I opted to start again from scratch, but maintain what I had learned from the previous version(view it here). At this point, I had more experience and entered this version with an organizational strategy.

wireframe of wayfinding

I used Figma and Sketch for digital prototyping in the past and since this was just a personal site, I figured it wouldn’t be necessary. In hindsight, I wish I did make a prototype because it would have been helpful to fully visualize the site as a system before I jumped in. Thankfully, Adobe Brackets has a preview feature for html documents, a feature that I now use religiously.

Because I decided that I was going to be organized and plan out my code, the first thing I needed to completely figure out was brand consistency. I wanted to be consistent with my color schemes as well as icons to maintain a cohesive look.

When it came to making visuals for the site, I looked into what graphics were important to me, for example my heritage.

Growing up, it was not always clear what role I was meant to assume in society especially with my skin color and gender. Therefore, when I thought about what image I wanted to present through my portfolio, my culture came instantly to mind. As an Asian American, I found myself struggling and continuing to struggle with , thus I found it appropriate to recreate the “chinese takeout box look” in my name to essentially reclaim my Asian American heritage.

Though I really liked the previous logo, as I moved onward with my site, I realized I could pay homage to my roots through layout and implication rather than a blatant visual.


As I mentioned before, identity has always played a critical, yet a conflicting role in my life.

Designer or engineer? or painting? Asian or american?

As I grow older, I have decided that whatever varying context in which I find myself, it’s alright to operate as none of them or even all of them.

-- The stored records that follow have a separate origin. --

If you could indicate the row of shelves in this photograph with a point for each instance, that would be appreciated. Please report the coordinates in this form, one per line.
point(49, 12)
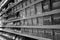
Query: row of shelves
point(39, 38)
point(44, 26)
point(44, 14)
point(23, 15)
point(15, 4)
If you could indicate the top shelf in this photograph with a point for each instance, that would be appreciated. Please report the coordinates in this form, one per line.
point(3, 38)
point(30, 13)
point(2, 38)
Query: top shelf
point(11, 7)
point(43, 14)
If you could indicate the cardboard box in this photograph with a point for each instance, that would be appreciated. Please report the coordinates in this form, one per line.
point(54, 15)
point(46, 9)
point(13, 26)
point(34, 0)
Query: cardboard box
point(30, 31)
point(30, 22)
point(35, 31)
point(32, 1)
point(35, 21)
point(49, 33)
point(26, 22)
point(39, 8)
point(22, 22)
point(57, 35)
point(24, 13)
point(21, 14)
point(40, 33)
point(22, 30)
point(32, 8)
point(56, 19)
point(26, 31)
point(28, 12)
point(28, 2)
point(40, 21)
point(21, 5)
point(46, 6)
point(56, 5)
point(47, 20)
point(24, 3)
point(14, 9)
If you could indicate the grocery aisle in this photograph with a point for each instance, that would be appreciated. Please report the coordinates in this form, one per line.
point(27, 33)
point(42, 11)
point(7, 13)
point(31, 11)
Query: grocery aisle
point(4, 38)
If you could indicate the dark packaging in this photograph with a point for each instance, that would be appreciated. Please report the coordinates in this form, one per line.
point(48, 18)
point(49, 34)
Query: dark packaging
point(47, 20)
point(56, 19)
point(57, 35)
point(46, 5)
point(39, 8)
point(55, 4)
point(49, 33)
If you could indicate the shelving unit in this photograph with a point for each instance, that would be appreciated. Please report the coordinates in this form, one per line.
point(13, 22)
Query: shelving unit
point(34, 37)
point(37, 19)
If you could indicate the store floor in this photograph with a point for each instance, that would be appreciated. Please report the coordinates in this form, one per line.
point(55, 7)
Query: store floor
point(4, 38)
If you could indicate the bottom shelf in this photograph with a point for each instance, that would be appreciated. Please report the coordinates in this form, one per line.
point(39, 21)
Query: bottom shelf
point(34, 37)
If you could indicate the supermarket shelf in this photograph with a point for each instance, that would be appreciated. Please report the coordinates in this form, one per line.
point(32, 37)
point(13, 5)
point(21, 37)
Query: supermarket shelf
point(43, 14)
point(44, 26)
point(40, 38)
point(29, 5)
point(6, 37)
point(22, 8)
point(10, 7)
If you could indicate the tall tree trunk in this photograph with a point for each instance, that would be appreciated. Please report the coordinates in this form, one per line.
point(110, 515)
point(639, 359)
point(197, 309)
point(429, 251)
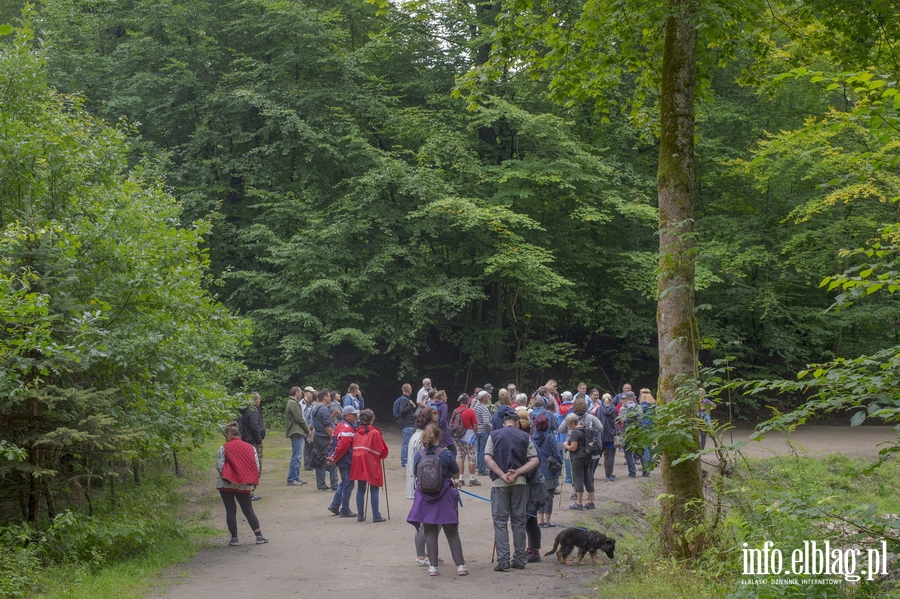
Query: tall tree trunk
point(34, 483)
point(677, 326)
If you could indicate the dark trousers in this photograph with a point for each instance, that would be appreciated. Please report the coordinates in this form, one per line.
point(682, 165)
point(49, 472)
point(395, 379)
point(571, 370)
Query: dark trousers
point(344, 490)
point(534, 532)
point(228, 498)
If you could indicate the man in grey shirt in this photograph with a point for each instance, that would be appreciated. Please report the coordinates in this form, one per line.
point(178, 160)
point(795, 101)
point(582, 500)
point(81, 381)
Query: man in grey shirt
point(321, 421)
point(422, 395)
point(483, 414)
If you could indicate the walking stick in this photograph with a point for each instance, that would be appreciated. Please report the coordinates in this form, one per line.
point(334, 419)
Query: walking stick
point(387, 499)
point(366, 502)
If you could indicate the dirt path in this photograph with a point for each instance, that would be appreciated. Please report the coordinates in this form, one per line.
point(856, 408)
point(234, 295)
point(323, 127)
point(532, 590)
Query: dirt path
point(312, 551)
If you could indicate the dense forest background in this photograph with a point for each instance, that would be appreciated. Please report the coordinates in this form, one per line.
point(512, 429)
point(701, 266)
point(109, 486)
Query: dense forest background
point(375, 226)
point(340, 178)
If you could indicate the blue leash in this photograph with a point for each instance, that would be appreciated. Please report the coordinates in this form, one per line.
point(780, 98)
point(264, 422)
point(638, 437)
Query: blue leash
point(488, 500)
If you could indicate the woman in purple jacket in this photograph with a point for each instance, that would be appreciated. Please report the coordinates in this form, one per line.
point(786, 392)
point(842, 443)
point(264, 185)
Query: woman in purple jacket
point(440, 510)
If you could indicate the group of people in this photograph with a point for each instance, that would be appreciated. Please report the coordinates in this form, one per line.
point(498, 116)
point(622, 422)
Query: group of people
point(524, 444)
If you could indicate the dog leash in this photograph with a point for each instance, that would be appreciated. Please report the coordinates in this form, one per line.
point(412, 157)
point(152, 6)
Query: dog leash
point(532, 515)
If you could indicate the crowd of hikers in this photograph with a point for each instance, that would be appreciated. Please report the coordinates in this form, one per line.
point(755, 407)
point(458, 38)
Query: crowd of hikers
point(529, 446)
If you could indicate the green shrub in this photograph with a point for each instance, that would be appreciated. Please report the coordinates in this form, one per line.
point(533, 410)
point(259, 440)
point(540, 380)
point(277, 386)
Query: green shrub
point(17, 570)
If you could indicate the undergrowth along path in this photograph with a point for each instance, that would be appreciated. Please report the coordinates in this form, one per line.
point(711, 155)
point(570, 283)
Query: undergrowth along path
point(312, 551)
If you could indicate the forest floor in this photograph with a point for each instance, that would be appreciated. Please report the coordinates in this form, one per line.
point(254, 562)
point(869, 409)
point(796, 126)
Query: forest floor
point(311, 551)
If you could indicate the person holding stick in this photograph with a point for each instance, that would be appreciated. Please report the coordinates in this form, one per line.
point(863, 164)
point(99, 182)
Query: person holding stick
point(366, 467)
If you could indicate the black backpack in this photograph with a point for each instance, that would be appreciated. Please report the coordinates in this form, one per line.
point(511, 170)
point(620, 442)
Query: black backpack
point(457, 428)
point(592, 445)
point(430, 473)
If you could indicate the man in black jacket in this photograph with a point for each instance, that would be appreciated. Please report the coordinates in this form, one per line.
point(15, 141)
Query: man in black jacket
point(253, 429)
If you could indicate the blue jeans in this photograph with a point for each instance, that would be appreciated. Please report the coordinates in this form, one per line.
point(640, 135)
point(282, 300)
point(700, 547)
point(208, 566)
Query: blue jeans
point(361, 498)
point(297, 443)
point(342, 495)
point(404, 447)
point(482, 443)
point(629, 460)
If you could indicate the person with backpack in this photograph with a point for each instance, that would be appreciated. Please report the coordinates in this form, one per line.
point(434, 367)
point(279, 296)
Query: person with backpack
point(630, 414)
point(587, 444)
point(463, 423)
point(354, 398)
point(439, 403)
point(297, 430)
point(483, 416)
point(424, 417)
point(581, 463)
point(405, 413)
point(551, 465)
point(238, 466)
point(436, 502)
point(565, 404)
point(606, 413)
point(253, 430)
point(340, 454)
point(648, 406)
point(510, 455)
point(369, 451)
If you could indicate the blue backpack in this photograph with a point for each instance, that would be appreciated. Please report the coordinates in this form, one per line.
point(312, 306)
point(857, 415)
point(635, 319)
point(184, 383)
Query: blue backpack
point(397, 405)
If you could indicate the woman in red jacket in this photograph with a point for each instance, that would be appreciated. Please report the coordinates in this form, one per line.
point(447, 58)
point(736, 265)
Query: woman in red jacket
point(238, 466)
point(369, 449)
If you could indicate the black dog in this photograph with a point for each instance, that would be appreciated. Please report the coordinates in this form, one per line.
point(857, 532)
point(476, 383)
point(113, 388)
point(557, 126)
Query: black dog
point(587, 541)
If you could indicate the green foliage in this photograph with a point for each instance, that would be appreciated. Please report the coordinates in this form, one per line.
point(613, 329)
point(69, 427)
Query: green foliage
point(111, 347)
point(18, 568)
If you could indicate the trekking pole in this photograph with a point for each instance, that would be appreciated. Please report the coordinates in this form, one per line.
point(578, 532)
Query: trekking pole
point(387, 499)
point(366, 502)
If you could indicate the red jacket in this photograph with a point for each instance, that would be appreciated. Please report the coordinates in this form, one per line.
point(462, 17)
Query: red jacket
point(344, 433)
point(469, 418)
point(369, 449)
point(240, 465)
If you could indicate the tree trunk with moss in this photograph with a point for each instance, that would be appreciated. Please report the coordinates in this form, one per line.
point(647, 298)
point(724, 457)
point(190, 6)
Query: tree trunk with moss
point(677, 327)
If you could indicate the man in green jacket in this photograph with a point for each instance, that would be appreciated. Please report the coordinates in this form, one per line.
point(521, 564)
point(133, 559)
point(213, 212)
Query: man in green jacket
point(297, 430)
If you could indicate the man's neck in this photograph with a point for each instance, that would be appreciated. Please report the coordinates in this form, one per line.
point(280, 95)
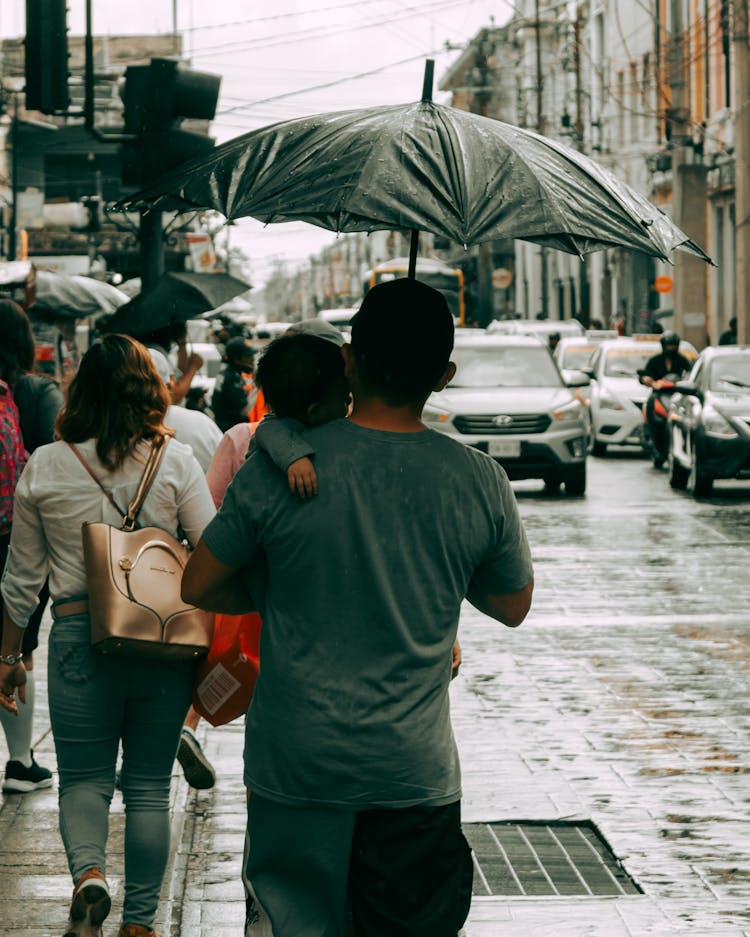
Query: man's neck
point(375, 414)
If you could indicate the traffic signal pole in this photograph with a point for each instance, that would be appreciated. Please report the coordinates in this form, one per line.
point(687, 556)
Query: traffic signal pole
point(741, 42)
point(151, 248)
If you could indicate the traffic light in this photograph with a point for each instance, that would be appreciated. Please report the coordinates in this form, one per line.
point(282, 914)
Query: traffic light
point(157, 98)
point(46, 56)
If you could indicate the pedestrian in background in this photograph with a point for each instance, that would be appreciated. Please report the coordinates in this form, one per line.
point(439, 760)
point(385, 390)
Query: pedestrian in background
point(38, 400)
point(97, 701)
point(729, 336)
point(236, 397)
point(193, 428)
point(188, 363)
point(349, 752)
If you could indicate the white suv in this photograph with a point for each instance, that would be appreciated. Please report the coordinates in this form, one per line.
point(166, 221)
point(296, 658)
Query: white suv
point(509, 400)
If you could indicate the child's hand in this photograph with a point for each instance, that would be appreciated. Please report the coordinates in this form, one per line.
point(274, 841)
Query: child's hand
point(455, 659)
point(302, 478)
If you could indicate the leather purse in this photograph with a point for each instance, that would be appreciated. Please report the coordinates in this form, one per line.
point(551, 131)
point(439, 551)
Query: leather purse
point(134, 577)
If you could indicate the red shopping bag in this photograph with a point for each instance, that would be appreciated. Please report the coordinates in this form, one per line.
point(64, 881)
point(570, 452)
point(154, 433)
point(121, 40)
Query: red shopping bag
point(226, 678)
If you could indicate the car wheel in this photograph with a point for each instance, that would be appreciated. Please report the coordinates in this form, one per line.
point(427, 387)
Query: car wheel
point(678, 474)
point(576, 484)
point(700, 484)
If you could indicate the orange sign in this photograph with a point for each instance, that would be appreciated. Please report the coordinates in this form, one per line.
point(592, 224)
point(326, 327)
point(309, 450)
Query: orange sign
point(663, 284)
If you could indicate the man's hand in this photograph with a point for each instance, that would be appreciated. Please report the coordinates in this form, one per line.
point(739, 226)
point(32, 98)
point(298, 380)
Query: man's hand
point(213, 586)
point(455, 659)
point(12, 678)
point(302, 478)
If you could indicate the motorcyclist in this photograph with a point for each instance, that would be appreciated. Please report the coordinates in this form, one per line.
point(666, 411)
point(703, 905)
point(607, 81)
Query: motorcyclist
point(668, 362)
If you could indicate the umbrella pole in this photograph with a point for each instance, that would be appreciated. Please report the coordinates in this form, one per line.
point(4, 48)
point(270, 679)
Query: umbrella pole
point(429, 71)
point(413, 247)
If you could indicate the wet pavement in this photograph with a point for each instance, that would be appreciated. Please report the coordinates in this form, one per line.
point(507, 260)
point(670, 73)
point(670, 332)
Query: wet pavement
point(623, 700)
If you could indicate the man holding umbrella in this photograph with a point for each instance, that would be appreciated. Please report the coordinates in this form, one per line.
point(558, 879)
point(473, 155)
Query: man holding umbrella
point(349, 755)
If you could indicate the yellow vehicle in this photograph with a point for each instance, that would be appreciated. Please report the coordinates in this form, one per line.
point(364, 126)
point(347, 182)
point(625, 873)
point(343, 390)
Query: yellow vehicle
point(448, 280)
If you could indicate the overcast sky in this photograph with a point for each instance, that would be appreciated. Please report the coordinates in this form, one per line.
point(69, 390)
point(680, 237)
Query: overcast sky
point(274, 54)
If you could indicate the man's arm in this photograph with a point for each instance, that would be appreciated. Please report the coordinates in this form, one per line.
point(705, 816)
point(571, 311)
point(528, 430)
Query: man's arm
point(214, 586)
point(509, 608)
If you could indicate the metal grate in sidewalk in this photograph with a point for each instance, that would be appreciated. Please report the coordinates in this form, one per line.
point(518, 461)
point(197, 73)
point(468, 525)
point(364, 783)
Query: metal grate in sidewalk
point(537, 859)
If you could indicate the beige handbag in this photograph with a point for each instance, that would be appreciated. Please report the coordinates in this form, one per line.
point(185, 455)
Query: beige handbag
point(134, 578)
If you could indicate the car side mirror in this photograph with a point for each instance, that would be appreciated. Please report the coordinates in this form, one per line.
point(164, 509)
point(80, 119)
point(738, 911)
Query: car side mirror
point(688, 389)
point(576, 378)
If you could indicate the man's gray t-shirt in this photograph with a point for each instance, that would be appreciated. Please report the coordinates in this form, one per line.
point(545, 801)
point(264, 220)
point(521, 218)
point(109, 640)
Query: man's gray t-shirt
point(365, 582)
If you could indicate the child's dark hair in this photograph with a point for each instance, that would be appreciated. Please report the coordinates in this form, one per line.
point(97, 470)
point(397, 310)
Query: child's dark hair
point(298, 371)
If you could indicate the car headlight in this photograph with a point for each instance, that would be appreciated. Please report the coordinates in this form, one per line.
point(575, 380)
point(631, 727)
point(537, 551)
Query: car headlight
point(608, 402)
point(570, 413)
point(717, 425)
point(435, 415)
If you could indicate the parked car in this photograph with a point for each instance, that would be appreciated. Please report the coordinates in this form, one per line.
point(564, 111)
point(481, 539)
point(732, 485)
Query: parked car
point(508, 399)
point(574, 354)
point(617, 395)
point(709, 419)
point(541, 328)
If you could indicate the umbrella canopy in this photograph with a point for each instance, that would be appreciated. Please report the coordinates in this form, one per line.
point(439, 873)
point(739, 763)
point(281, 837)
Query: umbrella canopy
point(75, 297)
point(176, 297)
point(420, 166)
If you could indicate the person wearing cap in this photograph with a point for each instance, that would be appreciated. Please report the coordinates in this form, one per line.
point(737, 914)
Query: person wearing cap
point(349, 750)
point(236, 398)
point(191, 427)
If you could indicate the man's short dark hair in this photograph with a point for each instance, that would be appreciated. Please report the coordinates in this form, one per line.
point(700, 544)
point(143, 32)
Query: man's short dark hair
point(297, 371)
point(402, 339)
point(238, 348)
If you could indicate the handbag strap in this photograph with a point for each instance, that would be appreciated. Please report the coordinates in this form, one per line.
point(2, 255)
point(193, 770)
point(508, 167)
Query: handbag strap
point(156, 454)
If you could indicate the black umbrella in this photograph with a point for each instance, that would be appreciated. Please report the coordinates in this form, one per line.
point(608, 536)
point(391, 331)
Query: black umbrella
point(176, 297)
point(420, 167)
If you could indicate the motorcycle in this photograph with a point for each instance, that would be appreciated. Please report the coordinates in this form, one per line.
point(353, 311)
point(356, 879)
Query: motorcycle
point(655, 419)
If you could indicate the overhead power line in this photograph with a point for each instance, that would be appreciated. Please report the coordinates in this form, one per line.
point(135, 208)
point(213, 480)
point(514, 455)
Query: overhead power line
point(321, 32)
point(328, 84)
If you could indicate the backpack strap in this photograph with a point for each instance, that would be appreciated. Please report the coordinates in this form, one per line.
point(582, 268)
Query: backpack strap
point(158, 448)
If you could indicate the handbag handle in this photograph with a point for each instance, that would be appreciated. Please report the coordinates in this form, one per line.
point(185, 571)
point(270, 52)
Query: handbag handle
point(156, 454)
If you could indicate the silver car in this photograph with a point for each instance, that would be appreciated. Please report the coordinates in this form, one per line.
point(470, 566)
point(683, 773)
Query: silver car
point(509, 400)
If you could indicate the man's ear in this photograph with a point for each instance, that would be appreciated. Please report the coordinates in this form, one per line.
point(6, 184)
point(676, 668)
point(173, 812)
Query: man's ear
point(349, 363)
point(447, 376)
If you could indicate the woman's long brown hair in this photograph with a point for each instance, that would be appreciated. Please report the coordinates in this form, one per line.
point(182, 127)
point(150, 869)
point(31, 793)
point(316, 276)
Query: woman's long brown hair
point(117, 398)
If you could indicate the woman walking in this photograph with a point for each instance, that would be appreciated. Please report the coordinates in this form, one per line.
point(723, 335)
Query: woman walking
point(38, 401)
point(115, 407)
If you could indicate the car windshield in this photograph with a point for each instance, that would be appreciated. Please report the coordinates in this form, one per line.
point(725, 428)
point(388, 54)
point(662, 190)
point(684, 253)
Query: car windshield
point(512, 366)
point(627, 362)
point(577, 356)
point(730, 373)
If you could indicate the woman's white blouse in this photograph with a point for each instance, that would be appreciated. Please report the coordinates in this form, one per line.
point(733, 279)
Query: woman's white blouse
point(55, 496)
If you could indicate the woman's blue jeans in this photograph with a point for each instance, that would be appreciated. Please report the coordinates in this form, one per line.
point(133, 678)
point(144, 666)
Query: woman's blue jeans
point(95, 701)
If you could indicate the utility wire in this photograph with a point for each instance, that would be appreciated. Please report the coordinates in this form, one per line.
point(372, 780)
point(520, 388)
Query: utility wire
point(319, 32)
point(274, 16)
point(329, 84)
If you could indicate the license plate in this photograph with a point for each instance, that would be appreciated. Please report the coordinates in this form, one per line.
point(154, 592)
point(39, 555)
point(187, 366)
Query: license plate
point(504, 448)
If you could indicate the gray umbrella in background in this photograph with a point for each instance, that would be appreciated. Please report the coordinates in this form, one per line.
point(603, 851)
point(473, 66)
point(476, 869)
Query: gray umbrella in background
point(420, 167)
point(75, 297)
point(175, 297)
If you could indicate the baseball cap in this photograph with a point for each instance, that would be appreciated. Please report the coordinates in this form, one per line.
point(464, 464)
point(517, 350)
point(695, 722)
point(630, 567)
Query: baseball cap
point(319, 328)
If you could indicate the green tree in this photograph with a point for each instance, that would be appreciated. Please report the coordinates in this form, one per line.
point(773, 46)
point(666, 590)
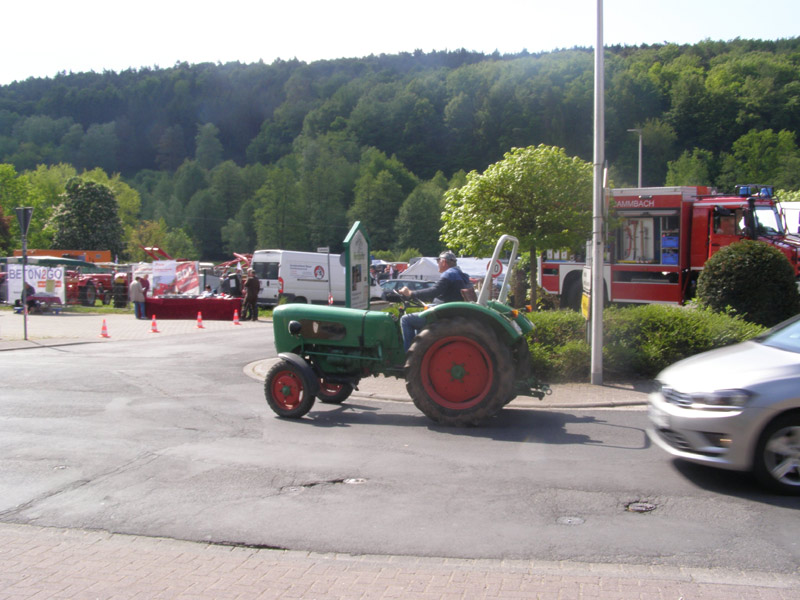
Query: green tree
point(128, 198)
point(208, 148)
point(99, 147)
point(537, 194)
point(204, 220)
point(279, 218)
point(88, 218)
point(753, 279)
point(47, 185)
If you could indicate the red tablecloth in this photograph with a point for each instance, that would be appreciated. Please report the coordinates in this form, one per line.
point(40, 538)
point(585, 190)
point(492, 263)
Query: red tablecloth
point(212, 309)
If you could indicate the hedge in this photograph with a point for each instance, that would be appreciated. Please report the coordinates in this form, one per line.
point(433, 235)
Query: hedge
point(639, 341)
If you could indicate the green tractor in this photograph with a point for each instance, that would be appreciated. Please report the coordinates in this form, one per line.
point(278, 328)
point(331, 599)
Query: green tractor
point(469, 361)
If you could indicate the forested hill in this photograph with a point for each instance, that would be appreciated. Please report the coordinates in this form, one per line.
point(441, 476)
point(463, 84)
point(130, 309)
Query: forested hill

Therefore, the reason I decided to brand as SAHO is twofold:

  1. was a more affordable and available url than any other dumb alternative I thought of.
  2. It allows me a sheer shroud of anonymity that I can operate behind and embrace all facets of my identity.

Moving on and once I developed my brand identity, I could move forward with layout and whatever ambitious JS effects I had planned.

Naturally I started with a normal HTML page framework with a sidebar, header and footer. My task was just to figure out all of those building blocks before I got carried away with layout.

Hard coded in Brackets using html and css as well as Jquery, fancybox, and custom JavaScript, I settled on this final site that you may feel free to peruse here. Perhaps I’ll revisit this sometime in the future, but for now it serves its purpose and solves it’s previous problems.

final site

Also, concurrently while I’m developing this site, I was personally also taking on quite the variety of design jobs, front-end developer included. With this on my mind, I figured developing professionally could be nothing but good and additional experience. However after this summer, I know one thing for certain: I have no intention of ever becoming a web developer.

What I did learn is that I enjoy prototyping and watching the iterative process progress over time. While this was a rather painful experience for me, needing me to deal with identity and organization, I learned about myself and what aspects of design excite me.

Thus moving forward, if you ask me to make a website for you, I’ll likely try my best to help but in the hacky, DIY way that I made my own site. Is that what you really want?